Я понял, о чем он говорит — лицо Славеца приобрело грязный сине-пурпурный цвет, а из уголка рта стекала тонкая струя кровавой пены.

— Однако, если я правильно понял, ты сказали, что ты с австралийского корабля? По произношению ты не похож на австралийца, сынок.

— Нет, потому что мы не австралийцы, а австрийцы, понимаете? Ав-стрий-цы.

Он посмотрел на меня с очевидным недоверием.

— Ну, может и так. Всё, что я могу сказать, хорошенькое дельце послать сюда юношу вроде тебя, чтобы забрать своего капитана с порога борделя.

— Мы можем внести его внутрь? Убрать с улицы?

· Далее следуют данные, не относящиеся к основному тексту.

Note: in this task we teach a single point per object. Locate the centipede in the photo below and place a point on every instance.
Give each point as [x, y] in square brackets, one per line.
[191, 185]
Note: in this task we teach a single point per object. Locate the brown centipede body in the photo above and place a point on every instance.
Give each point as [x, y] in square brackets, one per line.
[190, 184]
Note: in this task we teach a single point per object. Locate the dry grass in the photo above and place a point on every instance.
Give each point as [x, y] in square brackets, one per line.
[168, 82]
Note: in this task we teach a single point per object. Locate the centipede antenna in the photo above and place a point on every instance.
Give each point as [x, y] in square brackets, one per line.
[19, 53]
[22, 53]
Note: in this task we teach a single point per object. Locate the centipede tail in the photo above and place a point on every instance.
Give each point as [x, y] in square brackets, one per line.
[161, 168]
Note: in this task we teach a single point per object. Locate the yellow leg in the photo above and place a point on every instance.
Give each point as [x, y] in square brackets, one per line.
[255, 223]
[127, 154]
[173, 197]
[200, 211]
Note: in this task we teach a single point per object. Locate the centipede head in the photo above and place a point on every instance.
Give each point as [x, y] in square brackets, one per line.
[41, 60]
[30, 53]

— Никаких шансов, юный сэр: похоже, с ним там плохо обошлись, просто вышвырнули оттуда, чтобы не иметь потом проблем с полицией. А теперь заперли дверь, и мы их не заставим открыться. Они никому не ответят. Если хочешь совет, то лучше забрать его на корабль как можно скорее и надеяться, что никто не станет задавать вопросов.

Итак, с помощью Джима и его товарищей мы взяли старую дверь, положили на неё нашего уважаемого командира, завернутого в позаимствованную простыню, и на плечах отнесли его сначала на пристань, а затем на шлюпке переправили на корабль.

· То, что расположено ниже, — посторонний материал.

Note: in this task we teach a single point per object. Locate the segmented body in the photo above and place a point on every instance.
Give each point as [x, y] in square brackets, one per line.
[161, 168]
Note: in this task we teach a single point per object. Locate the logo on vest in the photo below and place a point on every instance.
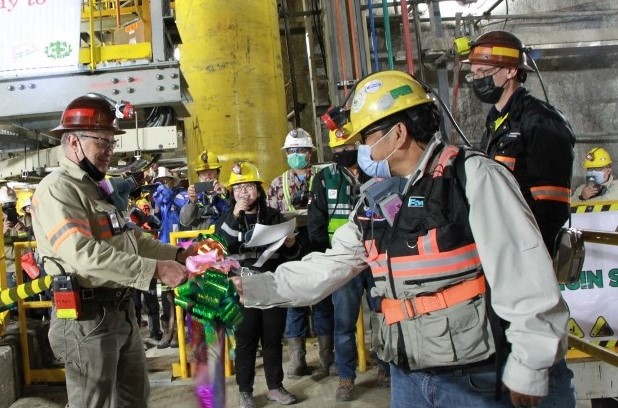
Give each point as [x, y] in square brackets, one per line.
[417, 202]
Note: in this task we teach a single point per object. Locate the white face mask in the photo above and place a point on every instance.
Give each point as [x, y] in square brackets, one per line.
[372, 167]
[599, 176]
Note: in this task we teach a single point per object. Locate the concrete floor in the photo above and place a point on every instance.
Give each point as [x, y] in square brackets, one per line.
[166, 392]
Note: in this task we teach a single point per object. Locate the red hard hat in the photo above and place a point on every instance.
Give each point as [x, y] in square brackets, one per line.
[88, 112]
[500, 49]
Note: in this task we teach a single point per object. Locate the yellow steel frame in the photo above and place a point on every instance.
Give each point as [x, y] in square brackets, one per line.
[42, 375]
[95, 54]
[4, 316]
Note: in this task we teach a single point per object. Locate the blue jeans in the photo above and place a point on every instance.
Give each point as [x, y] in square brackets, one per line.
[347, 301]
[445, 390]
[296, 321]
[561, 387]
[471, 390]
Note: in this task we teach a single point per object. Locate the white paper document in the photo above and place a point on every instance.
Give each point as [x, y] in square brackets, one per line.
[272, 235]
[267, 234]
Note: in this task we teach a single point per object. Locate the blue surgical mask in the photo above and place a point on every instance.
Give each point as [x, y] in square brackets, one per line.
[599, 176]
[297, 160]
[371, 167]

Вот что такое ответственность, подумал я. Четыре часа назад я был сопливым кадетом, соскребающим старую краску с якорной цепи как чернорабочий, а теперь стою у трапа правого борта, желая доложить вахтенному офицеру, что в шлюпке лежит тело нашего капитана, переодетого женщиной и умершего, очевидно, от инсульта, перенесенного в борделе.

Думаю, именно тогда я понял, что есть преимущества в том, чтобы быть самым младшим в служебной иерархии, особенно если до буквы выполнять свой долг в полной уверенности, что если произойдут какие-то ужасные последствия, то это уже не твоя ответственность и с ней придется разбираться вышестоящим начальникам.

На другой день поднялась ужасная суматоха, это уж точно: шлюпки ракетами летали между кораблем и берегом, офицеры посылали в Вену срочные телеграммы и получали не менее срочные ответы.

А что касается меня, то я нечаянно заслужил такую пирушку на нижней палубе, на какую не мог рассчитывать ни один младший кадет. Меня бесконечно расспрашивали о каждой детали одежды «Старика», когда мы его нашли — стеклянные бусы, как говорят некоторые, или искусственный жемчуг? Я играл роль человека бывалого, для которого обнаружить на пороге бразильского борделя мертвым своего старшего офицера, переодетого женщиной — дело привычное. Слушатели внимали мне открыв рот.